Drug Companies Spent $2.9M in Vermont Last Year Marketing to Providers, AG Report Says
Seventy-eight pharmaceutical companies spent more than $2.9 million on marketing their products and providing gifts to physicians, hospitals and universities in Vermont during the last fiscal year, according to a report released Wednesday by the state attorney general's office, the AP/Boston Globe reports.
Vermont's Pharmaceutical Marketing Disclosure Law, adopted in 2002, requires drugmakers to report annually their spending on consulting and speakers' fees, travel expenses, gifts, and other payments to physicians, hospitals, universities and others who prescribe medications. The companies contend that the spending goes toward education programs about the medications for physicians and patients, adding that they use feedback from prescribers and patients when developing their medications.

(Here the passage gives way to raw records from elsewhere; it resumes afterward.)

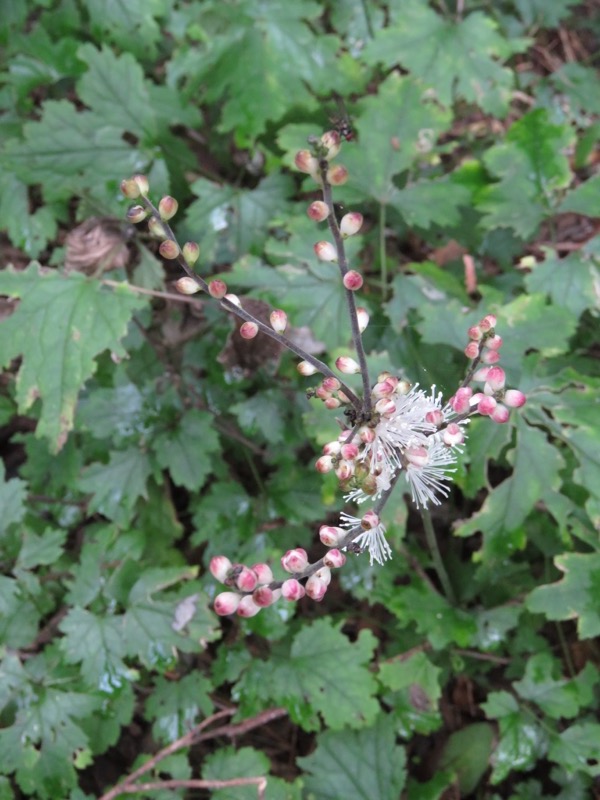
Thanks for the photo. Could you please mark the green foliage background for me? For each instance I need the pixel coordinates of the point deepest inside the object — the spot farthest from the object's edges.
(131, 456)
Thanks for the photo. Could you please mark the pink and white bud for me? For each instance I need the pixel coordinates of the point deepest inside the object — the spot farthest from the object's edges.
(191, 252)
(306, 368)
(263, 596)
(351, 223)
(488, 322)
(278, 319)
(218, 289)
(248, 607)
(136, 214)
(493, 343)
(233, 299)
(220, 567)
(453, 435)
(248, 330)
(246, 580)
(142, 184)
(500, 414)
(472, 350)
(330, 535)
(226, 603)
(316, 588)
(369, 521)
(167, 207)
(187, 285)
(334, 559)
(331, 141)
(487, 405)
(490, 357)
(169, 249)
(362, 316)
(347, 365)
(325, 251)
(318, 211)
(352, 280)
(461, 400)
(263, 572)
(417, 455)
(496, 378)
(295, 560)
(337, 175)
(514, 398)
(306, 162)
(292, 590)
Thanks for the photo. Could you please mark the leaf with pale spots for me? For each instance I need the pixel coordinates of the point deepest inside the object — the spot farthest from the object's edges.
(59, 328)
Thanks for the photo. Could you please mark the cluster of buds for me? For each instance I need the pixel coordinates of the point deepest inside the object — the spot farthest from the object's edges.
(495, 401)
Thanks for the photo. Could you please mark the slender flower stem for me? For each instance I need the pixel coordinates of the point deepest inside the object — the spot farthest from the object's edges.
(319, 365)
(436, 556)
(350, 299)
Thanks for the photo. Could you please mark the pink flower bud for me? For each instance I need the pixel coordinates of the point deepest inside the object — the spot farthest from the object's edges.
(417, 456)
(220, 567)
(486, 405)
(316, 588)
(306, 368)
(187, 285)
(331, 141)
(136, 214)
(493, 343)
(263, 596)
(292, 589)
(453, 435)
(142, 184)
(226, 603)
(318, 211)
(325, 251)
(130, 188)
(247, 607)
(334, 559)
(295, 560)
(278, 319)
(500, 414)
(351, 223)
(331, 536)
(337, 175)
(217, 289)
(191, 252)
(461, 400)
(167, 207)
(248, 330)
(347, 365)
(169, 249)
(352, 280)
(306, 162)
(514, 398)
(487, 323)
(263, 572)
(369, 521)
(472, 350)
(362, 317)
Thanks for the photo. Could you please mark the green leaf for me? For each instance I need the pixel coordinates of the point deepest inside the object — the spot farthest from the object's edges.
(188, 450)
(307, 679)
(576, 596)
(531, 165)
(571, 282)
(357, 765)
(116, 486)
(457, 59)
(86, 319)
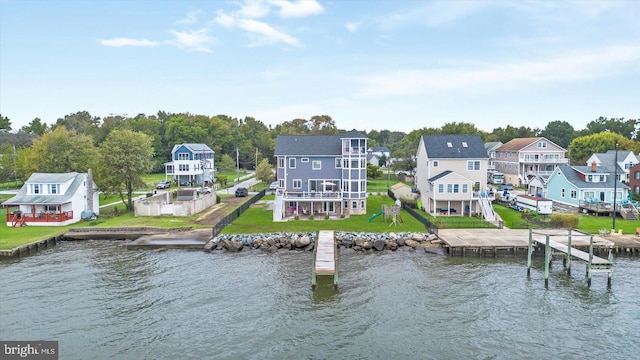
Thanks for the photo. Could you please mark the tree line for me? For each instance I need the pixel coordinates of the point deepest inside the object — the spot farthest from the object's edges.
(73, 142)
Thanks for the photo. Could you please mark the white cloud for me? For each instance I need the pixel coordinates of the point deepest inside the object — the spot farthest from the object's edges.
(268, 34)
(196, 40)
(191, 18)
(352, 27)
(297, 9)
(120, 42)
(253, 9)
(588, 64)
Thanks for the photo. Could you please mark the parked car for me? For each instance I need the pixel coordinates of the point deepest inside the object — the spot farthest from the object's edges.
(163, 185)
(241, 192)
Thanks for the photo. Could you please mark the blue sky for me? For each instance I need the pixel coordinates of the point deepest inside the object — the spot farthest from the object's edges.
(396, 65)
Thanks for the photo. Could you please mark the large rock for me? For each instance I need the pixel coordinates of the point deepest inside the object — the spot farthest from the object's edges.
(303, 241)
(378, 244)
(412, 243)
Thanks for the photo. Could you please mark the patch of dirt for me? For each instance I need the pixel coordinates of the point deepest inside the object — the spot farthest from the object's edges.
(214, 214)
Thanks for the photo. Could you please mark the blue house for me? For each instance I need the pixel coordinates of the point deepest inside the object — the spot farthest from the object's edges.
(590, 189)
(321, 175)
(190, 164)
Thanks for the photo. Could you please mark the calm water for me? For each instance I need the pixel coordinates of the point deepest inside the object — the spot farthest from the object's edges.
(101, 301)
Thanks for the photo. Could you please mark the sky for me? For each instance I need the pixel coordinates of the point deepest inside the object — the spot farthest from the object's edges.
(370, 65)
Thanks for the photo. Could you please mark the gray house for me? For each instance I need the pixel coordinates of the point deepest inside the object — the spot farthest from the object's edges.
(321, 175)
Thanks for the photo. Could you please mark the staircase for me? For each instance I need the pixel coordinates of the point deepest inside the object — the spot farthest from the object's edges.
(277, 206)
(487, 209)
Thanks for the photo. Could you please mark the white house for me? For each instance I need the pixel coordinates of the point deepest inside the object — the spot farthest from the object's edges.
(53, 199)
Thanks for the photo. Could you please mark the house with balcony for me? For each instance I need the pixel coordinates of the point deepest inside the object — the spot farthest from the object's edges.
(591, 189)
(491, 152)
(624, 160)
(53, 199)
(521, 159)
(190, 165)
(451, 175)
(321, 175)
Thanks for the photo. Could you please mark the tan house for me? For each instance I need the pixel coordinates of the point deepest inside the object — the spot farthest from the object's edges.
(451, 175)
(521, 159)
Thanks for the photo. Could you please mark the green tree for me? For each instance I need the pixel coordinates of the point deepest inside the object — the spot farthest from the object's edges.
(36, 126)
(226, 163)
(5, 124)
(581, 148)
(60, 150)
(264, 172)
(125, 156)
(559, 132)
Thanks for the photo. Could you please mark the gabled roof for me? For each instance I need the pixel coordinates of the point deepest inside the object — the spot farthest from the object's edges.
(48, 178)
(518, 144)
(313, 145)
(572, 175)
(194, 148)
(453, 147)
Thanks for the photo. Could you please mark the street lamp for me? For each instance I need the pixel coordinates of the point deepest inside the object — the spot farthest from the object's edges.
(615, 186)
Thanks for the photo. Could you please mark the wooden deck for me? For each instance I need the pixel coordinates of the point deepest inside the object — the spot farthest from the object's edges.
(325, 258)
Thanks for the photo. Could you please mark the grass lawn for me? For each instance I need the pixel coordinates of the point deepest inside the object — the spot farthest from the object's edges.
(258, 219)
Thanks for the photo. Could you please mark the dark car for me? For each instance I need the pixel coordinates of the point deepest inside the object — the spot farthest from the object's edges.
(241, 192)
(163, 185)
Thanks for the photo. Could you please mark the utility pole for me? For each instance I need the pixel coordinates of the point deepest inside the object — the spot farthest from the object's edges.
(615, 186)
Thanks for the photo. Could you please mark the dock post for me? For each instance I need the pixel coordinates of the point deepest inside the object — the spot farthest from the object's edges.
(530, 250)
(568, 258)
(547, 260)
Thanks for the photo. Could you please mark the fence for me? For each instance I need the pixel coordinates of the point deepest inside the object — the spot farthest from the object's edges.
(431, 227)
(227, 220)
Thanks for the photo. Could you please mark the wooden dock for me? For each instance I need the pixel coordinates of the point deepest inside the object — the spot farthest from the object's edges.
(594, 263)
(325, 258)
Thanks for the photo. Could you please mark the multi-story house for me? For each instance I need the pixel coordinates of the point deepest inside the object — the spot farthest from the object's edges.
(625, 161)
(53, 199)
(321, 175)
(634, 178)
(190, 164)
(521, 159)
(491, 151)
(591, 189)
(451, 175)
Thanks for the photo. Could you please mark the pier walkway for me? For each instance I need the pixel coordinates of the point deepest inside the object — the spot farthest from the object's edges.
(325, 258)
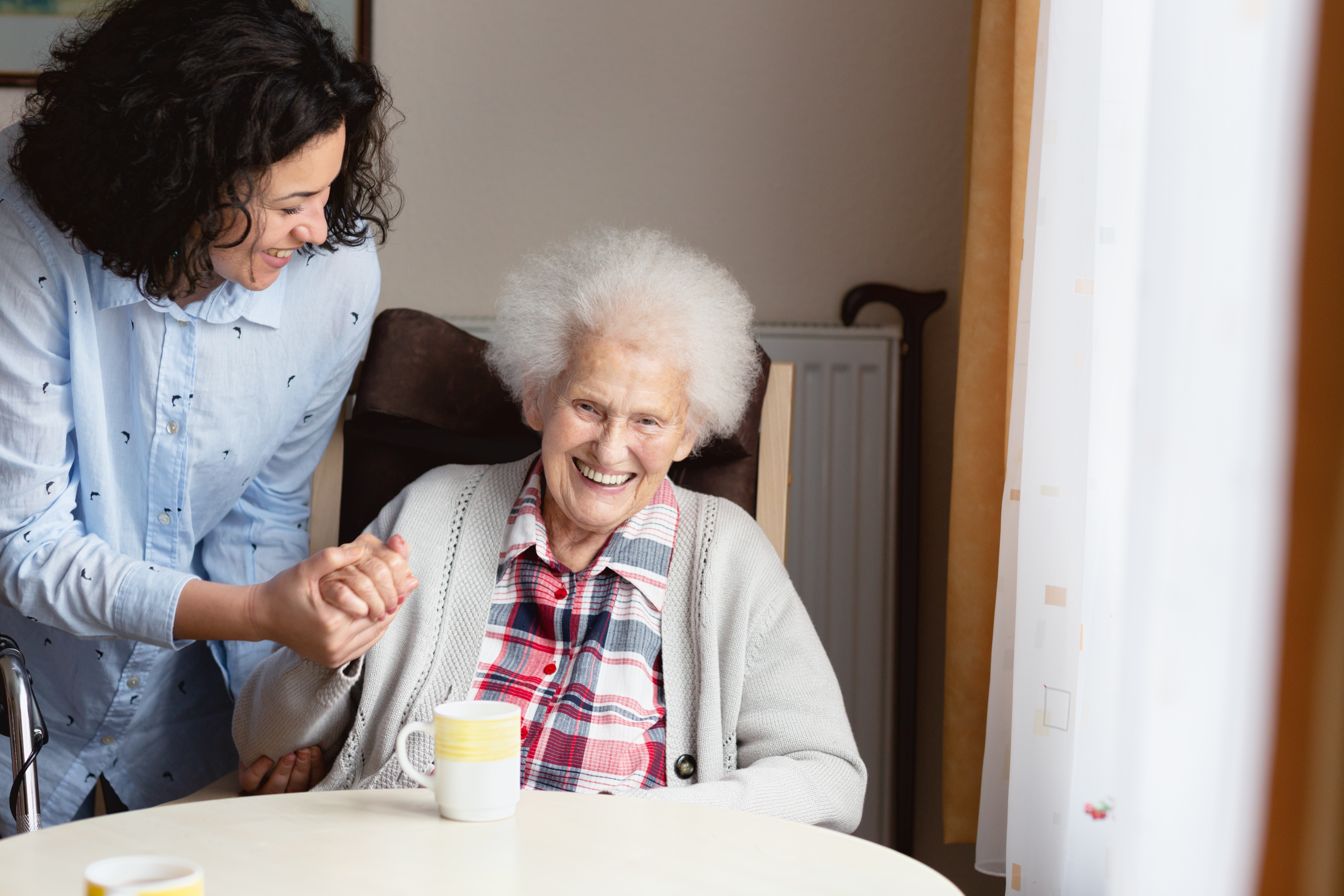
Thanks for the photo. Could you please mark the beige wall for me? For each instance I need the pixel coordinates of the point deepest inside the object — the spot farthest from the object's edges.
(808, 146)
(10, 100)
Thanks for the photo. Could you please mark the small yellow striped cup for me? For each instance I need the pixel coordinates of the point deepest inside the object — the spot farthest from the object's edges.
(476, 758)
(144, 876)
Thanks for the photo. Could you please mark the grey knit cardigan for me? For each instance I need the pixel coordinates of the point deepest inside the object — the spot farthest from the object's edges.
(750, 694)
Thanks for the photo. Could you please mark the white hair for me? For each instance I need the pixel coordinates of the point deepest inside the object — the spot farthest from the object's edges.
(635, 287)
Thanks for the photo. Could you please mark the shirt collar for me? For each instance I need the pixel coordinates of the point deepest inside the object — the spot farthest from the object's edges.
(640, 551)
(226, 304)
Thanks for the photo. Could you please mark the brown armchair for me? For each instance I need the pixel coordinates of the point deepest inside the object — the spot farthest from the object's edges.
(425, 398)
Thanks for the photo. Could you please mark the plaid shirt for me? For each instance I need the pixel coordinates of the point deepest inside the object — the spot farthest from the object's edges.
(580, 653)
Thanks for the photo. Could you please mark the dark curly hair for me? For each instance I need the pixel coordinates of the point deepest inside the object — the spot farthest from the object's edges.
(152, 124)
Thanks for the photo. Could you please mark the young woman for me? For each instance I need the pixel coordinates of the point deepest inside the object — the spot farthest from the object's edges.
(187, 279)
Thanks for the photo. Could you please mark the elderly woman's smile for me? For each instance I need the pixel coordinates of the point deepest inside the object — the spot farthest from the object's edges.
(611, 429)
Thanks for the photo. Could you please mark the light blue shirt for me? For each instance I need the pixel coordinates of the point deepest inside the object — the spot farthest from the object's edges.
(143, 445)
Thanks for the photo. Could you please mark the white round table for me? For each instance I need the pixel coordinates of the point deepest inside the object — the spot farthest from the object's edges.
(393, 841)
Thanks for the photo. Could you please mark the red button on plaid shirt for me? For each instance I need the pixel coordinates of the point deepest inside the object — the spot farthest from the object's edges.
(581, 653)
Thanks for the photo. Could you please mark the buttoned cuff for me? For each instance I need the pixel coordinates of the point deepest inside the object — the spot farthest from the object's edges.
(147, 605)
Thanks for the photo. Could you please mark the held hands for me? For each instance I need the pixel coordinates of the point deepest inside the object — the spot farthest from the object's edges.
(335, 605)
(294, 774)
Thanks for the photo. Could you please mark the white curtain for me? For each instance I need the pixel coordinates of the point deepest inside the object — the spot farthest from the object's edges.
(1131, 715)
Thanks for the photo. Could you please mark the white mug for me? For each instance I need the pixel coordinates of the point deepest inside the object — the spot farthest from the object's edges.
(144, 876)
(476, 758)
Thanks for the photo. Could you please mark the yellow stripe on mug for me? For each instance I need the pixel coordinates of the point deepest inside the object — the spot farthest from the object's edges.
(476, 739)
(144, 876)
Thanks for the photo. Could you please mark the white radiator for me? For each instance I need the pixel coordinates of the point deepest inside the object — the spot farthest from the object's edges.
(842, 520)
(842, 525)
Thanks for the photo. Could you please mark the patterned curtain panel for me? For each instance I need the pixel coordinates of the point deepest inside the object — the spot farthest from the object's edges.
(1135, 651)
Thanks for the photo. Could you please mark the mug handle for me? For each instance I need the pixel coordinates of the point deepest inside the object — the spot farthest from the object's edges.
(416, 774)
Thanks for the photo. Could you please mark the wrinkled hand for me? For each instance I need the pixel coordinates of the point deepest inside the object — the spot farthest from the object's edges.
(294, 774)
(291, 609)
(375, 585)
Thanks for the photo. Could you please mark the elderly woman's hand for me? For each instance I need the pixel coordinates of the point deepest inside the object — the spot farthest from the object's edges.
(375, 585)
(294, 774)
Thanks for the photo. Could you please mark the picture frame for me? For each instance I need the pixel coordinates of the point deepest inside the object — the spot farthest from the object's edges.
(28, 29)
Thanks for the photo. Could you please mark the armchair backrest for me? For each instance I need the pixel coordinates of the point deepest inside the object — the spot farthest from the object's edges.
(427, 398)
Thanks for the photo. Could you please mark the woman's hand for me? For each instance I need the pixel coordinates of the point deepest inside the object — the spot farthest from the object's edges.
(375, 585)
(291, 608)
(294, 774)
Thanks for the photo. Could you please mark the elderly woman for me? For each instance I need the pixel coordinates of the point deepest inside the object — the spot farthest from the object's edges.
(650, 635)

According to the report, drugmakers Eli Lilly, Forest Pharmaceuticals, Merck, Novartis and Pfizer were the biggest spenders. The report also found that 25 physicians and nurses received more than $20,000 in cash or benefits from the companies, 10 received more than $50,000 and one psychiatrist received $112,000. In 2007, 84 companies reported spending $3.1 million, according to the report. In addition, the report found that from 2004 to 2008, the number of drug companies reporting payments increased by 40%, but the amount being spent dropped by 30%.
The law does not allow the state to report the names of payment recipients if the pharmaceutical companies deem it a "trade secret." State Attorney General William Sorrell (D) said more than 80% of expenditures analyzed were designated as trade secrets. A bill under consideration in the Vermont Legislature would eliminate the trade secret exemption for payments (Curran, AP/Boston Globe, 4/16).